Model: Release date; SoC; CPU; GPU; Analog; Form Factor; Operating System
RG351P: Sep 2020; Rockchip RK3326; 4 * 1.5 GHz Cortex A35; ARM Mali-G31 (2 Execution Engines); Dual; Horizontal; Linux
RG351M: Jan 2021
RG351V: Feb 2021; Single; Vertical
RG552: Dec 2021; Rockchip RK3399; 2 * 2.0 GHz Cortex A72 4 * 1.5 GHz Cortex A53; ARM Mali-T860 MP4; Dual; Horizontal; Android 11 & Linux
RG503: Apr 2022; Rockchip RK3566; 4 * 1.8 GHz Cortex A55; ARM Mali-G52 (2 Execution Engines); Dual; Horizontal; Linux
RG353P: Jun 2022; Dual; Horizontal; Android 11 & Linux
RG353V: Oct 2022; Dual; Vertical; Linux
RG353M: Aug 2022; Dual; Horizontal; Android 11 & Linux
RG DS: Dec 2025; Rockchip RK3568; 4 * 2 GHz Cortex A55; ARM Mali-G52 (2 Execution Engines); Dual; Horizontal; Android 14
RG Vita Pro: Mar 2026; Rockchip RK3576; 4 * 2.2 GHz Cortex A72 4 * 1.8 GHz Cortex A53; ARM Mali-G52 MC3; Dual; Horizontal; Android 14 & Linux
WIN600: July 2022; AMD Athlon; AMD Athlon Silver 3050e Dali APU; AMD Radeon RX Vega 3; Dual; Horizontal; Windows 11
Unisoc T618 Lineup
RG505: Nov 2022; Unisoc T618; 2 * 2 GHz Cortex A75 6 * 2 GHz Cortex A55; ARM Mali G52; Dual; Horizontal; Android 12
RG405M: Mar 2023; Dual; Horizontal
RG405V: Sept 2023; Dual; Vertical
RG Vita: Mar 2026; Dual; Horizontal
RG Rotate: May 2026; None; Vertical
Allwinner H700 Lineup
RG35XX Plus: Nov 2023; Allwinner H700; 4 * 1.5 GHz Cortex A53; ARM Mali-G31 MP2; None; Vertical; Linux
RG35XX H: Jan 2024; Dual; Horizontal
RG28XX: April 2024; None; Horizontal
RG35XXSP: May 2024; None; Clamshell (GBA SP)
RG40XX H: July 2024; Dual; Horizontal
RG40XX V: Aug 2024; Single; Vertical
RG CubeXX: Oct 2024; Dual; Horizontal
RG34XX: Dec 2024; None; Horizontal (GBA)
RG34XXSP: May 2025; Dual; Clamshell (GBA SP)
RG35XX Pro: Jun 2025; Dual; Vertical
Unisoc T820 Lineup
RG 556: Mar 2024; UNISOC T820; 1 * 2.7 GHz Cortex A76 3 * 2.3 GHz Cortex A76 4 * 2.1 GHz Cortex A55; ARM Mali-G57 MP4; Dual; Horizontal; Android 13
RG Cube: Jun 2024; Horizontal
RG 406V: Sept 2024; Vertical
RG 406H: Nov 2024; Horizontal
RG Slide: Jun 2025; Horizontal
RG 476H: Sep 2025; Horizontal
Mediatek Dimensity 8300 Lineup
RG 557: April 2025; Dimensity 8300; 1 * 3.35 GHz Cortex A715 3 * 3.20 GHz Cortex A715 4 * 2.20 GHz Cortex A510; ARM Mali-G615 MP6; Dual; Horizontal; Android 14
RG 477M: Aug 2025; Horizontal
RG 477V: Dec 2025; Vertical

==RGXX lineup==
Identified by the inclusion of "XX" in their model name, this line of Anbernic handhelds is powered by the same Allwinner H700 chipset. Beginning with the RG35XX Plus, these devices are relatively cheap (35-70 euro) and low-powered compared to other emulation handhelds. Emulation ability tops out at PS1, with most N64 games and Dreamcast games playable at full-speed.

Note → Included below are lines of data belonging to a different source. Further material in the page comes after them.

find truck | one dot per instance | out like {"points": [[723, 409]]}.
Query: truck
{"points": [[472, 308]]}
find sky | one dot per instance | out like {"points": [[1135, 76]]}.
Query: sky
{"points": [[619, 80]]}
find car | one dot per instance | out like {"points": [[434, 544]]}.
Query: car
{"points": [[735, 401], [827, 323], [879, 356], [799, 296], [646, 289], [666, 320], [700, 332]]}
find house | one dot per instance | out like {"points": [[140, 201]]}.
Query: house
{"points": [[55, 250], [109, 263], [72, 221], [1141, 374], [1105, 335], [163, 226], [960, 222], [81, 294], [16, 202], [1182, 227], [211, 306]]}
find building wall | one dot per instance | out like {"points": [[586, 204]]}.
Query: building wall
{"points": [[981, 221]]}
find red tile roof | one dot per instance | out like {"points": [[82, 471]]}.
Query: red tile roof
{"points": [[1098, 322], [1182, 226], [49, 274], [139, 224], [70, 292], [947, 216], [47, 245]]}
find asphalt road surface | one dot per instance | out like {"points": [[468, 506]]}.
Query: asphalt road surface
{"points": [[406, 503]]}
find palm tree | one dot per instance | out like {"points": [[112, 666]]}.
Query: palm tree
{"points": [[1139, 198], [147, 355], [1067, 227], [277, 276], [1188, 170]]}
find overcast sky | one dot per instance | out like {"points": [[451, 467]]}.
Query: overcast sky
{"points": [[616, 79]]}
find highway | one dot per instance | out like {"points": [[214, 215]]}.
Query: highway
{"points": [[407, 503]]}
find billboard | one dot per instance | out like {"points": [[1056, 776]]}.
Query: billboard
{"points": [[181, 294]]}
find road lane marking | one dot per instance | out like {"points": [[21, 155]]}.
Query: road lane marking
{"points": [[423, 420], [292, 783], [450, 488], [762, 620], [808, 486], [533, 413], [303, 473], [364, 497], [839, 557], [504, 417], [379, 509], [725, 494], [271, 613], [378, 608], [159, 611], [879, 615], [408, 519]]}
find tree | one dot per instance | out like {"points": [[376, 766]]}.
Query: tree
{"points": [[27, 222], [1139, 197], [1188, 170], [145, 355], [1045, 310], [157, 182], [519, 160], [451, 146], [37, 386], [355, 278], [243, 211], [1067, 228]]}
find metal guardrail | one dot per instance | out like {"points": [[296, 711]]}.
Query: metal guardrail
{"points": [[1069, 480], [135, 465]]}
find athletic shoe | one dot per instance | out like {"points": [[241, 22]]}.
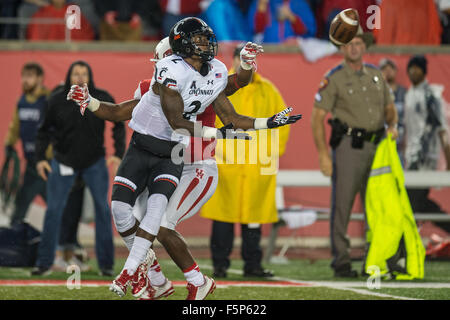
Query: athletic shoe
{"points": [[156, 292], [200, 293], [60, 265], [258, 273], [120, 283], [75, 261], [140, 280], [41, 271]]}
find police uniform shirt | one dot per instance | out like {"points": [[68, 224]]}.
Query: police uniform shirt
{"points": [[356, 98], [197, 92]]}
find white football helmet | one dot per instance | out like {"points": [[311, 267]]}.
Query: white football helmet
{"points": [[162, 50]]}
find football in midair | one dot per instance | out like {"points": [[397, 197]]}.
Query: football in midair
{"points": [[344, 27]]}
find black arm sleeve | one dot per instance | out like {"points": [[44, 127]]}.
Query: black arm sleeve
{"points": [[119, 133]]}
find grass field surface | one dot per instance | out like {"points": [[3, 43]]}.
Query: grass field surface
{"points": [[297, 280]]}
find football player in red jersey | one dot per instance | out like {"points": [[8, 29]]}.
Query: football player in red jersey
{"points": [[199, 182]]}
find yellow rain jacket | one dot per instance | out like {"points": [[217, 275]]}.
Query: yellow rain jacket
{"points": [[390, 217], [247, 169]]}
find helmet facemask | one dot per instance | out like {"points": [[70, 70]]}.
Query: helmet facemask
{"points": [[210, 43], [182, 37]]}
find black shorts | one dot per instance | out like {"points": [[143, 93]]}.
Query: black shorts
{"points": [[146, 164]]}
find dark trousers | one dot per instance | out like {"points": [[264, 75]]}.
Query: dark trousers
{"points": [[222, 238], [32, 186], [420, 203], [351, 170], [71, 218]]}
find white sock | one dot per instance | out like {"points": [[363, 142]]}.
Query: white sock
{"points": [[137, 254], [156, 276], [129, 241], [194, 276]]}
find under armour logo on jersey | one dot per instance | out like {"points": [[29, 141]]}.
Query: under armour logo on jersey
{"points": [[163, 70], [200, 173]]}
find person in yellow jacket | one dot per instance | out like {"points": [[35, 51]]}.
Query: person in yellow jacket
{"points": [[247, 179]]}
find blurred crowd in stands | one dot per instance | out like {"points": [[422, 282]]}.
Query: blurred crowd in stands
{"points": [[262, 21]]}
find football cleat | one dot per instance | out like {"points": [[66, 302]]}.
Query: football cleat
{"points": [[157, 292], [140, 280], [200, 293], [120, 283]]}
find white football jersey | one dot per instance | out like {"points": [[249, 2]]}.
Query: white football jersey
{"points": [[197, 92]]}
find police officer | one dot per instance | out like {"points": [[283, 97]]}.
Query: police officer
{"points": [[361, 107]]}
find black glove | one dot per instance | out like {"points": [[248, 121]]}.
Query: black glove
{"points": [[280, 119], [227, 132], [9, 149]]}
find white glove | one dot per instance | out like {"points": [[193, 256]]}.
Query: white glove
{"points": [[248, 55], [82, 97]]}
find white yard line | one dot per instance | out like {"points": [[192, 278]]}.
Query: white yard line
{"points": [[355, 286]]}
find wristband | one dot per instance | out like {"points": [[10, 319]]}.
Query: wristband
{"points": [[260, 123], [94, 104], [246, 66], [209, 132]]}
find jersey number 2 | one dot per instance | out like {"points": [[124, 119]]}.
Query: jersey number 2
{"points": [[197, 105]]}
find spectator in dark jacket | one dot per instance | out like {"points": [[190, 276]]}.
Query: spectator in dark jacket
{"points": [[78, 150]]}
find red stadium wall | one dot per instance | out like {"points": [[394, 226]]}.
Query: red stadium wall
{"points": [[297, 80]]}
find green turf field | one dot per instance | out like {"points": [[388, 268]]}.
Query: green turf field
{"points": [[316, 279]]}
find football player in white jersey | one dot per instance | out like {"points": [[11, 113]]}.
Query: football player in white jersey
{"points": [[182, 97]]}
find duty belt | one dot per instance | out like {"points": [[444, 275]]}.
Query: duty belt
{"points": [[371, 136]]}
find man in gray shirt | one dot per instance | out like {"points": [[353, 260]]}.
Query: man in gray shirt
{"points": [[425, 131]]}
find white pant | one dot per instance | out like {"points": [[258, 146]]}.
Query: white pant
{"points": [[197, 185]]}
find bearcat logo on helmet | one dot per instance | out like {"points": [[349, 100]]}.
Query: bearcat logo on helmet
{"points": [[181, 39]]}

The only difference in these handhelds are available controls and form factor. For example the 35XXSP is a clamshell device with no analog sticks, while the 35XXH is a horizontal handheld with sticks.

Custom firmware is usually compatible across the entire lineup. Sometimes this may require a small update from the firmware developers.